Dr Oz: Allergy Drugs Reviewed
This year could be the worst allergy season any of us has ever seen. Allergist Dr. Clifford Bassett helped Dr. Oz and the audience prepare for the height of Spring Allergy Season.
If you are looking for a cure or relief from your persistent allergy symptoms, here are a few treatments that were discussed on the show.
Dr Oz: Pataday Eye Drops Review
A product called Pataday Eye Drops works by releasing an antihistamine to sooth your watery, itchy eyes. The recommended treatment is one drop in each eye, as needed. You can also wear sunglasses for additional protection from Pollen.
Dr Oz: Patanase Review for Allergies
Have you ever tried a nose spray? They can be strange at first, but sometimes they can really help you get relief.

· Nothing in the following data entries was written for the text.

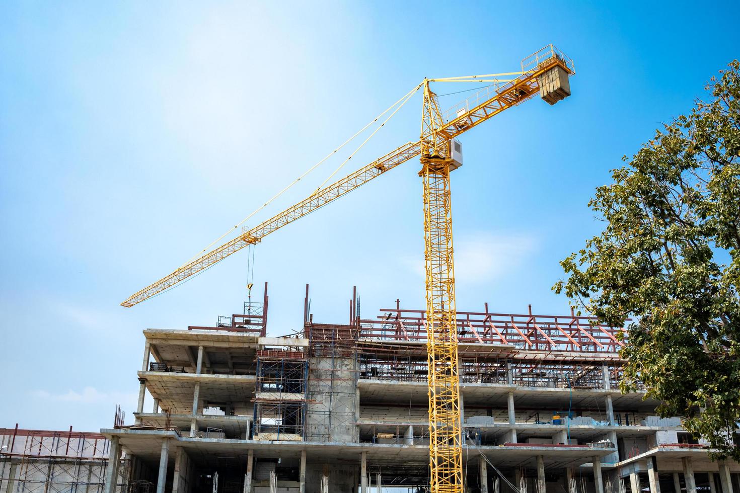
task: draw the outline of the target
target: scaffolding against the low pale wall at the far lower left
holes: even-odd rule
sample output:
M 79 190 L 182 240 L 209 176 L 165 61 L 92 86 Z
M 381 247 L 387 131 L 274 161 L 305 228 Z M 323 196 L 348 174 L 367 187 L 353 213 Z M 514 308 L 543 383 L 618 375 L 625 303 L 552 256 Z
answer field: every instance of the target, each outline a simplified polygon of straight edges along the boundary
M 0 489 L 12 493 L 102 493 L 110 441 L 98 433 L 0 429 Z M 128 460 L 116 489 L 127 491 Z

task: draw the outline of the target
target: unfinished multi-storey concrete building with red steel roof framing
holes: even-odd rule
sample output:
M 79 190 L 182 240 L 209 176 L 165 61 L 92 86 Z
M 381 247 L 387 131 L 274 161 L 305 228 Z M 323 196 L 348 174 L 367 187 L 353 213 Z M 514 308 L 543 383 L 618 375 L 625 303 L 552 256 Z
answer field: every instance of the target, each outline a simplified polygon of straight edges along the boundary
M 212 327 L 144 330 L 135 424 L 4 430 L 0 492 L 425 492 L 425 312 L 356 306 L 314 322 L 306 288 L 297 336 L 267 336 L 266 294 Z M 619 391 L 616 327 L 525 312 L 457 313 L 465 492 L 740 492 L 737 463 Z

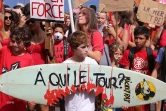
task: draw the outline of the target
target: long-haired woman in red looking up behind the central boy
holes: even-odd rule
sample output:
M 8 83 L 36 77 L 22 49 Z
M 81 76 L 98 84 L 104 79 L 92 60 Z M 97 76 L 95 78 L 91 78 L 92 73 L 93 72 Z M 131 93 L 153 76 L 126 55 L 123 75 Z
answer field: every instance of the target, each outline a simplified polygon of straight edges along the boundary
M 76 30 L 85 32 L 90 38 L 88 56 L 98 63 L 103 53 L 103 39 L 97 31 L 97 18 L 93 9 L 81 8 L 76 18 Z

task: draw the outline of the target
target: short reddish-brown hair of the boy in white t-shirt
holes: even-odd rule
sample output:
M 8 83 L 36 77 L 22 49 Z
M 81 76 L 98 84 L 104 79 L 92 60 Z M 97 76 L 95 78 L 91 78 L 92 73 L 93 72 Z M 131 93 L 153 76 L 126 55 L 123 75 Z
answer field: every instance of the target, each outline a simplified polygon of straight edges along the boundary
M 68 42 L 72 49 L 77 49 L 78 46 L 81 44 L 88 45 L 89 37 L 86 33 L 82 31 L 75 31 L 74 33 L 70 34 L 68 37 Z

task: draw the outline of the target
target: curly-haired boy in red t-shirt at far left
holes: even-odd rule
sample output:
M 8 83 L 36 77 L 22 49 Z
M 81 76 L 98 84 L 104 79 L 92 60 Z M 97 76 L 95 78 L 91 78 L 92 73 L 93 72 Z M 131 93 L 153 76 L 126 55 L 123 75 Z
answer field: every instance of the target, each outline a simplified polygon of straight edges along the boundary
M 30 45 L 31 32 L 25 27 L 16 28 L 10 35 L 9 46 L 0 49 L 0 74 L 34 64 L 26 52 Z M 0 111 L 26 111 L 26 102 L 0 92 Z

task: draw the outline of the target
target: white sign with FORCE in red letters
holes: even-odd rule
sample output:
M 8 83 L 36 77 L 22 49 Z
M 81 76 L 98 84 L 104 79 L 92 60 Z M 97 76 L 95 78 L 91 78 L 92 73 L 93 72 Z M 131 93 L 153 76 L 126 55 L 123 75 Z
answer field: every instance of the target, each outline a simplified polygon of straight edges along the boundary
M 64 21 L 64 0 L 30 0 L 30 16 L 36 19 Z

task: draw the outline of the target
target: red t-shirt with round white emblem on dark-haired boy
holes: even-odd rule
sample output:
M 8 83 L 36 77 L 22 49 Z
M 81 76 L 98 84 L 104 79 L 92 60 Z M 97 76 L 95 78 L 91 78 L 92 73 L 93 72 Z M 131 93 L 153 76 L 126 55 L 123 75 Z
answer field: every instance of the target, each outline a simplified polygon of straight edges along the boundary
M 130 61 L 128 59 L 130 50 L 126 50 L 120 64 L 123 66 L 130 66 Z M 154 59 L 157 57 L 157 53 L 153 50 Z M 148 67 L 148 56 L 146 49 L 142 51 L 136 51 L 134 54 L 134 60 L 131 66 L 131 70 L 136 72 L 141 72 L 146 75 L 151 75 Z

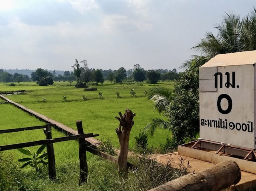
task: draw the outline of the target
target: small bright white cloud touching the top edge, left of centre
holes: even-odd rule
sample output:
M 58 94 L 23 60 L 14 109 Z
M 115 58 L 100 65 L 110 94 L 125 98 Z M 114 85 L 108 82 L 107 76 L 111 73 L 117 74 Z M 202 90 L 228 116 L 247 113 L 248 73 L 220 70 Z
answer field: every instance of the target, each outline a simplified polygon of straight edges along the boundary
M 72 7 L 80 13 L 98 8 L 98 4 L 96 4 L 95 0 L 59 0 L 59 2 L 63 1 L 69 2 Z

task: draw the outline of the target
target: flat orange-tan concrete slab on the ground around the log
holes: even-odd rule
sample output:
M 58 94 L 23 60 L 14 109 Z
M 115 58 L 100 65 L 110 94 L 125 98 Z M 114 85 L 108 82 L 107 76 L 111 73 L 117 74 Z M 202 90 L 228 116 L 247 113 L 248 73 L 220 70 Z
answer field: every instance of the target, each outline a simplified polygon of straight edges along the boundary
M 193 171 L 198 172 L 214 165 L 214 163 L 183 156 L 178 154 L 177 152 L 156 156 L 156 159 L 162 163 L 167 163 L 169 161 L 174 167 L 177 168 L 180 168 L 180 166 L 182 166 L 181 162 L 185 167 L 189 162 L 189 167 L 187 169 L 189 173 L 192 173 Z M 256 174 L 241 171 L 241 175 L 242 177 L 240 182 L 237 185 L 232 185 L 231 187 L 225 189 L 225 191 L 244 191 L 248 188 L 256 186 Z

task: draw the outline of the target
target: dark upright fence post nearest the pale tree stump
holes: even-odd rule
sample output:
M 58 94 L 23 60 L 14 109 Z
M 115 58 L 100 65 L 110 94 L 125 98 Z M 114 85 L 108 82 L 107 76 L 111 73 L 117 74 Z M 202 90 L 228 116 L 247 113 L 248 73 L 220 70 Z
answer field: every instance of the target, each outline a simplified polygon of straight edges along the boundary
M 76 127 L 79 135 L 84 134 L 82 121 L 76 121 Z M 80 178 L 79 185 L 87 182 L 88 166 L 86 161 L 86 141 L 85 139 L 79 139 L 79 160 L 80 160 Z

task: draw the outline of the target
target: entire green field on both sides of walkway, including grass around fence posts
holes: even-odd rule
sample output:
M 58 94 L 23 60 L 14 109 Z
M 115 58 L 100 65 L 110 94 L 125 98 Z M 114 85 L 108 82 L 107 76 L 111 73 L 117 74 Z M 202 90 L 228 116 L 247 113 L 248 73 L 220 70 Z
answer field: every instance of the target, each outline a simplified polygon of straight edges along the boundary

On today’s show, Dr. Oz and Dr. Clifford Bassett discussed Patanase, a once daily nasal spray that can fight your stuffy nose.
Dr Oz: Nasonex Review for Allergies
Another way to approach your stuffy nose is with Nasonex. Think of the cartoon bee, which proves that annoying commercial gimmicks are effective for getting consumers to remember products.
Nasonex is another once-a-day nasal spray, taken as needed for nasal congestion.
Dr Oz: Zyrtec Review
Zyrtec is an antihistamine, which can help keep Pollen from upsetting your allergy symptoms. You can get it as a capsule or a liquid, and it might even help you relax. The typical dosage is 10 mg daily.
Dr Oz: Claritin Review
Claritin is a common over the counter allergy medicine, a pill that fights common symptoms. The dosage for Claritin is usually 5 mg each day.
Dr Oz: Saline Remedy for Allergies
You can use Saline Spray to quickly clear up those persistent sneezing fits associated with allergies. It’s safe for kids, and most sprays aren’t medicated, so you can use them as often as you need to.
Doctor Oz: Baby Shampoo for Allergies
Baby Shampoo is often advertised as having a no tears formula, so young ones don’t get upset if shampoo gets in their eyes. You can actually use it for allergy relief because it can irrigate your eyelids and help clear out any pollen that’s built up there.
Dr Oz: Can A Hat Prevent Allergy Symptoms?
Though hats may be fashionable (Victoria Beckham) or iconic (Aretha Franklin), Dr. Bassett said they can actually help you cure your allergy affected nose. Wearing a hat can actually prevent pollen from getting in your face, and collecting in your nose or eyes.
On the other hand, he suggested avoiding hair gels, which actually attract pollen to you. You can also wash your hair at night to make sure you get all the pollen out before you climb into bed.
Dr Oz: Allergy Shots Long Term Relief
Allergy shots are another form of prevention, according to Doctor Oz. Dr. Bassett said that up to 90% of people can see long term benefits from these types of shots.
Would you try an allergy shot, or do you prefer another remedy for your symptoms?